BMKG meminta warga di Papua Tengah untuk memberi perhatian ekstra pada potensi hujan disertai petir di Nabire. Kondisi ini menjadi salah satu yang paling diwaspadai karena cuaca dapat berubah cepat dan mengganggu mobilitas masyarakat.
Selain Nabire, perhatian besar juga tertuju pada empat wilayah yang diperkirakan mengalami hujan lebat hingga sangat lebat, yakni Sumatera Utara, Kepulauan Bangka Belitung, Sulawesi Tengah, dan Papua Pegunungan.

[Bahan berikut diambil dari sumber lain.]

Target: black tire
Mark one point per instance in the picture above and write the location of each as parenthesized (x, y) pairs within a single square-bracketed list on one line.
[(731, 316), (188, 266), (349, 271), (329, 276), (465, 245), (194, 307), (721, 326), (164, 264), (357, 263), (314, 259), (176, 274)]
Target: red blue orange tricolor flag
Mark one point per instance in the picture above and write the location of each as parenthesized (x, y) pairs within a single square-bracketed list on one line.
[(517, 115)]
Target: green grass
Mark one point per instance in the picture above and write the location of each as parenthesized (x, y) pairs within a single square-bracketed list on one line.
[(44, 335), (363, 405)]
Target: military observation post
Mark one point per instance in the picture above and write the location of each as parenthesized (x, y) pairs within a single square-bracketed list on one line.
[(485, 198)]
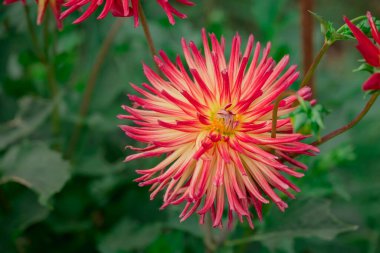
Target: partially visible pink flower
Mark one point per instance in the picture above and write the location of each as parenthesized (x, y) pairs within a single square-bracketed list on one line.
[(120, 8), (214, 128), (55, 6), (369, 50)]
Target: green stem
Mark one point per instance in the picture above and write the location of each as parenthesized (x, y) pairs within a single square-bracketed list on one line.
[(350, 125), (147, 32), (354, 20), (100, 58), (32, 32), (52, 78), (310, 72), (209, 240), (307, 22)]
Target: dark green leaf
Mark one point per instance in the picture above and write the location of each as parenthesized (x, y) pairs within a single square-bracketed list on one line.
[(37, 167), (129, 235)]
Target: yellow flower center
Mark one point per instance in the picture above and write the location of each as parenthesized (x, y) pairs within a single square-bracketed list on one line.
[(224, 122)]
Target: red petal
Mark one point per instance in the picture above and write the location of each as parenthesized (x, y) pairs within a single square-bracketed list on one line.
[(373, 83)]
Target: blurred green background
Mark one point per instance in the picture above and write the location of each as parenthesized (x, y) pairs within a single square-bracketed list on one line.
[(89, 202)]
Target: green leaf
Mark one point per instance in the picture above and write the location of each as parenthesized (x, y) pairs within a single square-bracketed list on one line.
[(19, 210), (303, 219), (308, 119), (32, 114), (129, 235), (327, 28), (37, 167)]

Keempat daerah itu masuk kategori yang lebih rawan terdampak dibanding banyak wilayah lain pada prakiraan cuaca yang disampaikan BMKG untuk Minggu, 10 Mei 2026.
Empat wilayah dengan risiko hujan paling tinggi
Prakirawan BMKG, Rizky, menyebut empat wilayah tersebut sebagai area yang perlu dipantau ketat karena peluang hujannya lebih intens. Hujan sangat lebat di kawasan ini berpotensi memicu genangan, mengganggu arus lalu lintas, dan menurunkan jarak pandang.
Kondisi itu membuat warga diminta lebih berhati-hati saat beraktivitas di luar rumah. Pengendara juga perlu meningkatkan kewaspadaan karena cuaca buruk kerap datang bersamaan dengan visibilitas yang menurun.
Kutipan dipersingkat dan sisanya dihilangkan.